⚠️ In compliance with Ohio House Bill 6, DP&L's mandated energy efficiency programs are ending. Learn More ›
DP&L cannot exceed the approved incentive budget for Business Rebate Programs. In an effort to more thoroughly evaluate the remaining budget, DP&L is suspending payment of Business Rebates. Should DP&L be able to resume rebate payments, rebates will be fulfilled based on the time stamp of completed applications. Questions should be directed to EnergyEfficiency@dplinc.com.
DP&L offered Custom Rebates to help Business and Government customers offset the cost associated with energy efficiency projects and technologies not included under our Rapid Rebates Program. Although we are no longer accepting new Custom Rebate applications, the information below provides a summary of the program and requirements for those customers who still have open rebate applications in our system.
Rebate Types and Amounts
- Lighting: $0.05 per kWh saved + $50 per KW saved
- HVAC: $0.10 per kWh saved + $100 per KW saved
- Other: $0.08 per kWh saved + $100 per KW saved
Final incentive amounts will be calculated based on the final cost of project net outside funding received, provided such cost is reasonable in the judgment of DP&L, and will be limited to the lesser of 100% of the incremental cost or 50% of the total project cost, not including taxes, warranty fees, or maintenance fees.
Your payback period must be 7 years or less and is determined by this formula:
Payback Period = Total Incremental Cost / Estimated Annual Electric Savings
Incremental Equipment Costs consider the installed cost of the high efficiency equipment compared to the costs of any minimum federal- and state-mandated efficiency standards. If none exist, then industry accepted standard efficiency equipment should be used. If no standard equipment is applicable, the total equipment cost should be used. Estimated Annual Electric Savings consider electric savings at your current average customer rate.
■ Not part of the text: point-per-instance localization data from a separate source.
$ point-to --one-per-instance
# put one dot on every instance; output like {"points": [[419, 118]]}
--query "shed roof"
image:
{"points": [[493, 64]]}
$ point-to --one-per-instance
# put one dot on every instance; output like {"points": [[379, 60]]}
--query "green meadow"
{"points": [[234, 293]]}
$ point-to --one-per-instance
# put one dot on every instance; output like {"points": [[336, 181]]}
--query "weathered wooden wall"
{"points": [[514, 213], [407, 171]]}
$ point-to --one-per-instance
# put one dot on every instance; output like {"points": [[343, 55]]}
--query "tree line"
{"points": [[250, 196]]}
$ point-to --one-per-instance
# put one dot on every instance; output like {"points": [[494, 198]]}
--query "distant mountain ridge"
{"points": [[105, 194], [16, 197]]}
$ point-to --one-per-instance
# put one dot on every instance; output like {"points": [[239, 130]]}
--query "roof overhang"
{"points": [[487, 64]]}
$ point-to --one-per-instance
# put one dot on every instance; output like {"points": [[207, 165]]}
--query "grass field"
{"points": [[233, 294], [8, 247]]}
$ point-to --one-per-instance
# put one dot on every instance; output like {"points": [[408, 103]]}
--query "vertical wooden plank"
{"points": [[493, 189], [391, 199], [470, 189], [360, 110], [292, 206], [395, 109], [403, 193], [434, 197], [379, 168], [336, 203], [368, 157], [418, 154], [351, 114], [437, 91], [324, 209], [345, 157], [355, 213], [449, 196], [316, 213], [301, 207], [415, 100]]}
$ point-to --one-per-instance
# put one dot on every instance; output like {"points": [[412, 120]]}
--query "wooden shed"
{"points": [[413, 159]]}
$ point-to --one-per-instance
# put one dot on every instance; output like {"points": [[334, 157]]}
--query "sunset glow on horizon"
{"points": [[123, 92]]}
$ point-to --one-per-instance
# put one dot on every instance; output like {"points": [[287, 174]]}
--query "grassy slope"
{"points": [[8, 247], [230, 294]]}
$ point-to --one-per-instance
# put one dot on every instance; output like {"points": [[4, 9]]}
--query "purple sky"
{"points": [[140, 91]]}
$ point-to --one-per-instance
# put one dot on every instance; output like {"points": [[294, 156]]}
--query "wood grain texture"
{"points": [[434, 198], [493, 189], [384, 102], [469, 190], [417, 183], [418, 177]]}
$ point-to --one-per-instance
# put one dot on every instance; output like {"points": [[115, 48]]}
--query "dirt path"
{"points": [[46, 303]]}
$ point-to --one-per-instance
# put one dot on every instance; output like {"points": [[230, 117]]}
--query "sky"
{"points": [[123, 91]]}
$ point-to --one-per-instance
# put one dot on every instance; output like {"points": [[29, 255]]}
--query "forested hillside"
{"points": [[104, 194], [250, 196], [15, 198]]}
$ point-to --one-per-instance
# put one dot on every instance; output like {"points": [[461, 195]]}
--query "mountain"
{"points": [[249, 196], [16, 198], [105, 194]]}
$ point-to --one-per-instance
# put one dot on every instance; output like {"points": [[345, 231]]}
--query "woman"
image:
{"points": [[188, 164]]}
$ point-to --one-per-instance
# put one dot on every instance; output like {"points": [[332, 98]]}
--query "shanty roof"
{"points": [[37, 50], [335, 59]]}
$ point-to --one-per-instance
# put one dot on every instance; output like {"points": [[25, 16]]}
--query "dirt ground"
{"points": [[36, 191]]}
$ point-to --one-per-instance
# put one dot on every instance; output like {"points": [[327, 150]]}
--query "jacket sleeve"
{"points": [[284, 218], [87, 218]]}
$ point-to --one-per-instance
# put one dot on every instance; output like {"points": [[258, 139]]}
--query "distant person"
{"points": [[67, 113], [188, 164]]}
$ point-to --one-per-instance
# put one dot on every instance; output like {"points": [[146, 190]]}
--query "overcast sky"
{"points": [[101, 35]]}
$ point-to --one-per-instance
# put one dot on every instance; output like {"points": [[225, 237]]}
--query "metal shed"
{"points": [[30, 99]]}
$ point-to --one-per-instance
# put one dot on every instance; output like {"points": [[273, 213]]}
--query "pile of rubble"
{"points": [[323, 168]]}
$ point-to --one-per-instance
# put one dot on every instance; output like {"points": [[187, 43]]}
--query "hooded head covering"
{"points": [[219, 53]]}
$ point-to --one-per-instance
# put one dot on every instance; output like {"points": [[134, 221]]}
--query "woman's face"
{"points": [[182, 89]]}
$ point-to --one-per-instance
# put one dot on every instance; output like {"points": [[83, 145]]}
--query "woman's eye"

The guidelines below determine the appropriate kWh and kW baseline.
- New efficiency measure added to an existing system: New equipment being added to an existing system to increase system efficiency. The energy baseline is the performance of the existing system in its original, working condition.
- Early retirement of equipment: Replacement of inefficient equipment that has not yet reached the end of its useful life with new, more modern equipment. The energy baseline is the performance of the existing system in its original, working condition.
- Replacement of equipment at the end-of-useful life or replacement of failed equipment: The equipment must be replaced. The energy baseline is any minimum federal- and state-mandated efficiency standards that may exist. In the absence of these standards, generally accepted industry standards should be used.